We’re doing a phone survey, asking
average people like yourself, attractive, cynical, smart, etc.,
people who cook with garlic, who, if married,
it’s not the first time. People who have had
two or more jobs in the last three years.
We want to know what your preferred response is
when you hear,
if in fact you do hear,
the voices. Shall I clarify?
Voices that converse
on the great unhappiness and failure
that is yours. How often
would you swear you’re not drunk, no,
but the trees are swaying. We’re calling to ask
if you ever get confused and mistake
the swaying of trees for the lapping of water,
until you can’t get your bearing. Is that when
the voices advise you, smooth
as a nail going in? Are there certain words that,
can I say, sneak in from behind, know all
the back entrances? Would you agree
the secret of their strength
is that they will not let you give in
to your hunger? How often
all you’ve said and all you’ve done, torn
like meat from a bone. Is that when you go out, walk
past lighted windows? Go to a movie? Have a coke?
Or do you hang around, drift off
till the voices wake you with a jolt or slap: “Payback time.”

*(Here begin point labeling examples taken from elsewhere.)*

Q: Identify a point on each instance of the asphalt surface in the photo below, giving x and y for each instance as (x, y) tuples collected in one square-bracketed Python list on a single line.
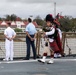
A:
[(61, 66)]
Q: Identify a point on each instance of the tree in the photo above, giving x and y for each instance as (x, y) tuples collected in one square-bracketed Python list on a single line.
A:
[(39, 21), (11, 17)]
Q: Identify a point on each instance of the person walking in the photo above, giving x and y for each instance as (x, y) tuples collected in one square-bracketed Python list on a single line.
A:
[(52, 34), (9, 34), (30, 38)]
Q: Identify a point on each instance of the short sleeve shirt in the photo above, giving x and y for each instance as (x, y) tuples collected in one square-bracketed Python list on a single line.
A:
[(9, 32)]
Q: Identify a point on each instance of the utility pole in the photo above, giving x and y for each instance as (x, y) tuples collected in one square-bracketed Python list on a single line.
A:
[(54, 9)]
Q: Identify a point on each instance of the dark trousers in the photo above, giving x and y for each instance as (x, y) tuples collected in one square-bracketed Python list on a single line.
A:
[(30, 43)]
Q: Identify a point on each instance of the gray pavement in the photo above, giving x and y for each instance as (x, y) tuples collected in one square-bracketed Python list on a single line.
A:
[(62, 66)]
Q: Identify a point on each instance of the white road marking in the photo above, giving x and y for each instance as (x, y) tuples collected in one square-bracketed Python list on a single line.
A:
[(21, 61)]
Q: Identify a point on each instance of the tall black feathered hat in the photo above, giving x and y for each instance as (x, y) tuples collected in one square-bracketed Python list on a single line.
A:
[(50, 18)]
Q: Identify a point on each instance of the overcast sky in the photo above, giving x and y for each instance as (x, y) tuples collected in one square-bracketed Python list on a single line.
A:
[(25, 8)]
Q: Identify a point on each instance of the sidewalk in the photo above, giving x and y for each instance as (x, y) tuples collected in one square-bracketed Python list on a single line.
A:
[(62, 66)]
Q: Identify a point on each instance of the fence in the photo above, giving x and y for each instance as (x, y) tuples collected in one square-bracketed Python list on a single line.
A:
[(68, 44)]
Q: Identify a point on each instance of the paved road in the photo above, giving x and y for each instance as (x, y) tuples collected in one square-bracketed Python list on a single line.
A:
[(62, 66)]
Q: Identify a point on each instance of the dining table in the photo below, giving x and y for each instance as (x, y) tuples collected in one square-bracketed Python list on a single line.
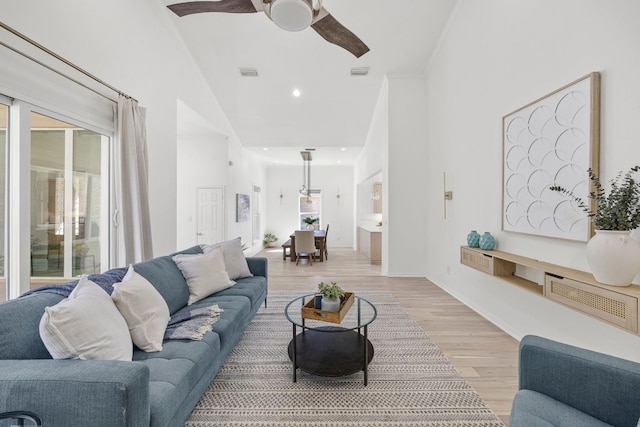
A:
[(320, 242)]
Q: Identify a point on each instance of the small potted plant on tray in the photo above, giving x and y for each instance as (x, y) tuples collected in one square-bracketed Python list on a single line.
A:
[(269, 240), (310, 222), (614, 257), (331, 294)]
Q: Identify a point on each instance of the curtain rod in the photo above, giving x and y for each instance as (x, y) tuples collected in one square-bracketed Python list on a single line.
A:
[(61, 59)]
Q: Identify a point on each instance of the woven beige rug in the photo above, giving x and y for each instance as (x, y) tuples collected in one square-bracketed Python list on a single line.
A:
[(411, 383)]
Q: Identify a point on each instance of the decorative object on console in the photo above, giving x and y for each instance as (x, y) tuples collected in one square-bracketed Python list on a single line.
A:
[(473, 239), (331, 294), (551, 141), (311, 222), (613, 255), (487, 242), (269, 240)]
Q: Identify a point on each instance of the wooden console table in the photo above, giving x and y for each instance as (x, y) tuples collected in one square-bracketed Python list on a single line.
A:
[(573, 288)]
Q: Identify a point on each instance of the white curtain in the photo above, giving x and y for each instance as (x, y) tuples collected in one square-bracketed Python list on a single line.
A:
[(131, 218)]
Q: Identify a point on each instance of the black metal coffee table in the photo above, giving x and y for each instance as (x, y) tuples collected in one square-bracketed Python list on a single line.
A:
[(327, 349)]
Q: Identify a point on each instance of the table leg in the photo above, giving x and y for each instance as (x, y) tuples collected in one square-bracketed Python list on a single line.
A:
[(366, 357), (295, 354)]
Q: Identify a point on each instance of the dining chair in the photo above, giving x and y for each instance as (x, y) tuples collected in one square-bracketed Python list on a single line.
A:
[(305, 245)]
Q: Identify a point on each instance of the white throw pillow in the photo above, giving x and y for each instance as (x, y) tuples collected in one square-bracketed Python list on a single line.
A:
[(234, 260), (86, 325), (143, 308), (204, 273)]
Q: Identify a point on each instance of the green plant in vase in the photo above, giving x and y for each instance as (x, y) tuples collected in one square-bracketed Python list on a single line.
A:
[(269, 239), (618, 211), (613, 256), (331, 294), (310, 222)]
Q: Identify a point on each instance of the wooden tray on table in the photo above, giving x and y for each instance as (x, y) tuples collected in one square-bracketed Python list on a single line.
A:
[(308, 312)]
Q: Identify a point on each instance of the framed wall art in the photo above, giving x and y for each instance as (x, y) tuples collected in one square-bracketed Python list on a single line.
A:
[(242, 207), (551, 141)]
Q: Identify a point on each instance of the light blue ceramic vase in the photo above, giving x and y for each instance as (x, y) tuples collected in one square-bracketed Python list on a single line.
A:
[(473, 239), (487, 241)]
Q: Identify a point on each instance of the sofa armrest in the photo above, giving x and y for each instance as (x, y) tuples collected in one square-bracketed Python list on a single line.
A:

Like a street person in front of a diner, begging for change,
who will not let you go in and get your lousy cup of coffee
though the sign on the diner flashes: OPEN ALL NIGHT.
Are the voices familiar with, say,
streets you walked as a kid,
torn signs, dead trees?
We’re asking if the voices, now or in the past,
have ever told you that you have to go back
to the path by the precipice. Because that is your path.
Would you mind answering? Or am I interrupting something?
Shall I call back later? What time would be best?

(Carole Glasser Langille [source])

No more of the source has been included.